INVESTIGADORES
CHOLICH Luciana Andrea
congresos y reuniones científicas
Título:
The Guinea Pig as an Animal Model for a-mannosidosis.
Autor/es:
CHOLICH, LUCIANA; GIMENO EDUARDO J.; TEIBLER GLADYS P; JORGE NELLY; ACOSTA DEPEREZ OFELIA C
Lugar:
João Pessoa
Reunión:
Simposio; 8th ISOPP8 (International Symposium in Poisonous Plants).; 2009
Institución organizadora:
Universidade Federal de Campina Grande Joao Pessoa
Resumen:
The intoxication by Ipomoea carnea spp. fistulosa occurs in ruminants and produce lysosomal storage disease characterized by cytoplasmic vacuolation, mainly in neurons. Swainsonine and calystegines B1, B2 and C1 were the isolated toxic principles I. carnea. The aim of this study was to evaluate the possible toxic effects induced by Ipomoea carnea intoxication in laboratory guinea pigs, and propose a new experimental model for the reproduction of plant induced neuronal storage disorders.   Leaves of the plant were dried at 37ºC up to constant weight and milled.

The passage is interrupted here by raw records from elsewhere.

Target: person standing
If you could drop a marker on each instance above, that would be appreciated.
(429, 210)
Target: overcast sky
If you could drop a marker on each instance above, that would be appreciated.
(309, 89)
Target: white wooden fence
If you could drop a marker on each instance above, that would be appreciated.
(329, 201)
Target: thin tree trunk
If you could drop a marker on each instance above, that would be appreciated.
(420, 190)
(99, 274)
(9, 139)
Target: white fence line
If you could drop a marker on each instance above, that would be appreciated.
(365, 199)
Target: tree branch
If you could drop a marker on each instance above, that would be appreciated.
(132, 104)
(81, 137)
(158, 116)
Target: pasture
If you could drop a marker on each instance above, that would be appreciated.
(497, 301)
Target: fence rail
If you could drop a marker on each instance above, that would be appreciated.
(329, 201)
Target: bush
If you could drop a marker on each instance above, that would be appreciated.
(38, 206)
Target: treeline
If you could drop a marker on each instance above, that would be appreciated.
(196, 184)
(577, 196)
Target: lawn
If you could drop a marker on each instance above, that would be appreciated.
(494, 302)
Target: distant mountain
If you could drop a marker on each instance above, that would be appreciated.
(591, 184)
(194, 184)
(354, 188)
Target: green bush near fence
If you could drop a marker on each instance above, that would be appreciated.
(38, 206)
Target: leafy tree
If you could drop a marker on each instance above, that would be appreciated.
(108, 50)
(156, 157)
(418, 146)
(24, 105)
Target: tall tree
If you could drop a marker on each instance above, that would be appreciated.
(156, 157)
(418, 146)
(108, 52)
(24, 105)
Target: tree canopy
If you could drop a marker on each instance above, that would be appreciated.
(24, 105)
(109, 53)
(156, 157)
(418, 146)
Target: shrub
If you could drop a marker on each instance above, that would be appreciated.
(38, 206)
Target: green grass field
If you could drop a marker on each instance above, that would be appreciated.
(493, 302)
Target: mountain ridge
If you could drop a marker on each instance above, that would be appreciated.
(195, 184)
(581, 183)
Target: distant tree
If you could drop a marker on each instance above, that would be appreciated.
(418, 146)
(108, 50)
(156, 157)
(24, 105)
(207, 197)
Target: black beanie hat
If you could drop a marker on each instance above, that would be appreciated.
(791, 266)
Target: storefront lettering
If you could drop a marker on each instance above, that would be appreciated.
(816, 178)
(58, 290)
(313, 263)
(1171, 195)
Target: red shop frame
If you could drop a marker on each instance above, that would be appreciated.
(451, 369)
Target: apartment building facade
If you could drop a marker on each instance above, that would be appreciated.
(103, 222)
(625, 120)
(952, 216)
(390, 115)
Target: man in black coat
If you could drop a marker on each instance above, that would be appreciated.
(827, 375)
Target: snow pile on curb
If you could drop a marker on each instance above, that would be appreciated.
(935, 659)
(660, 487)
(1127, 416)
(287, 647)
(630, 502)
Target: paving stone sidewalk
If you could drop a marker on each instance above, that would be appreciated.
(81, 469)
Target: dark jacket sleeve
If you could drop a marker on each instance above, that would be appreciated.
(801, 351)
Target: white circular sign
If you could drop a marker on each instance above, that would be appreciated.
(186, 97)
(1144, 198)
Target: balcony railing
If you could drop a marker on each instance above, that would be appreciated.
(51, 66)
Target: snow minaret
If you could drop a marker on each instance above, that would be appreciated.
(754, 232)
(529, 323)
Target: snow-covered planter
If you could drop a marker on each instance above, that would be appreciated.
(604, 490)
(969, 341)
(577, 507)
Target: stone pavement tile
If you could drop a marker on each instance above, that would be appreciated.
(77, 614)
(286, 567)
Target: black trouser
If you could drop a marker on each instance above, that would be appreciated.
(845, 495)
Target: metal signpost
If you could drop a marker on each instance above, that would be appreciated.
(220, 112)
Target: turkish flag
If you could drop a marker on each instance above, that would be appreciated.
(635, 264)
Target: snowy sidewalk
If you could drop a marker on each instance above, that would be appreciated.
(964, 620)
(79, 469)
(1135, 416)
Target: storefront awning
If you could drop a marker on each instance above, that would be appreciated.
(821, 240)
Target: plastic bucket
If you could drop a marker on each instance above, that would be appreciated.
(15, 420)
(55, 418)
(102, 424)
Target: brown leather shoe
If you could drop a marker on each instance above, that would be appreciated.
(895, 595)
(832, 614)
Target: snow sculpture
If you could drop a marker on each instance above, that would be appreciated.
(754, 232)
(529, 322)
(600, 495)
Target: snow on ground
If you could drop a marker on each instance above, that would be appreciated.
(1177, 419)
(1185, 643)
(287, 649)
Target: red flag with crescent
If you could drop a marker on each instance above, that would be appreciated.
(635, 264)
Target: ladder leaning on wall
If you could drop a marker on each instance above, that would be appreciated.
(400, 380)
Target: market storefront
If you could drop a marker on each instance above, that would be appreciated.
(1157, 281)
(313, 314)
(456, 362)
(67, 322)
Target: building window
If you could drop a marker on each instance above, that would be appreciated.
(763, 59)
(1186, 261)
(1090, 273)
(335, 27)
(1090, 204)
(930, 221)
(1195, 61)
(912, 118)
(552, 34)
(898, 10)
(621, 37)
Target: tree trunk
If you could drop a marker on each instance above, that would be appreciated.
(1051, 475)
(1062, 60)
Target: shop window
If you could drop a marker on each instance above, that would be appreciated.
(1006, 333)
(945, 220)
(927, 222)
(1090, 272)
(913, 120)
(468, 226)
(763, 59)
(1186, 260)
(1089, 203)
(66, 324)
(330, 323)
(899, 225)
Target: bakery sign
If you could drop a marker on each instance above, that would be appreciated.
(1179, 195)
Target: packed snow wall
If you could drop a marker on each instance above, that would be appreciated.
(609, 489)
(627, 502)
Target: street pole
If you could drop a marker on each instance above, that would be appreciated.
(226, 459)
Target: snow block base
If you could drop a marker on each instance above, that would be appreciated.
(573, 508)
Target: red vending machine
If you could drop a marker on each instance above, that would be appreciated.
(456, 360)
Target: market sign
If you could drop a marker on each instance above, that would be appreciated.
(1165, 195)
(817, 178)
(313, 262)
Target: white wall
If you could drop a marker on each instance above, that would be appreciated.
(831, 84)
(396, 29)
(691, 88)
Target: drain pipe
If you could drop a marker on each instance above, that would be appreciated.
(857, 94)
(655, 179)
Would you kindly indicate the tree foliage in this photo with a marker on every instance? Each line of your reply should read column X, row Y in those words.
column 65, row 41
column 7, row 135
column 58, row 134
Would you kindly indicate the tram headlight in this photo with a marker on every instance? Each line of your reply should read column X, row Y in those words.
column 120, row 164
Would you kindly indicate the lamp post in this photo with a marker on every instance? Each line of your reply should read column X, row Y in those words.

They were mixed homogeneously with commercial guinea pig pellets, previously hydrated with water for the making of “small balls”. A mixture pellets-dry leaves in proportion 50:50 were administered during 45 days. Hirsutism, progressively emaciated and body weigth gain was lower in the animals poisoned. Samples of liver, pancreas, kidney, cerebellum and brain were fixed in 10% neutral buffered formalin at room temperature, embedded in paraffin, sectioned at 5 µm thickness, stained with hematoxylin and eosin and lectin histochemistry.   Cytoplasmic vacuoles were found in pancreas, liver, renal cells and neurons of deep cerebellar nuclei. The stored material reacted to the following lectins:  Con-A (Concanavalia ensiformis), WGA (Triticum vulgaris) and LCA (Lens culinary) in all tissues. Moreover, the vacuoles in neurons were also stained by sWGA (succinylated Triticum vulgaris).   These results are coincident with the lectin histochemistry staining pattern of the vacuoles described for ruminant and also indicate that they contain N-glycosidically bound oligosaccharides. We conclude that Ipomoea carnea spp. fistulosa induces a glycoprotein storage disease in guinea pigs, which makes it a valuable animal model and could be an easier and practical alternative model.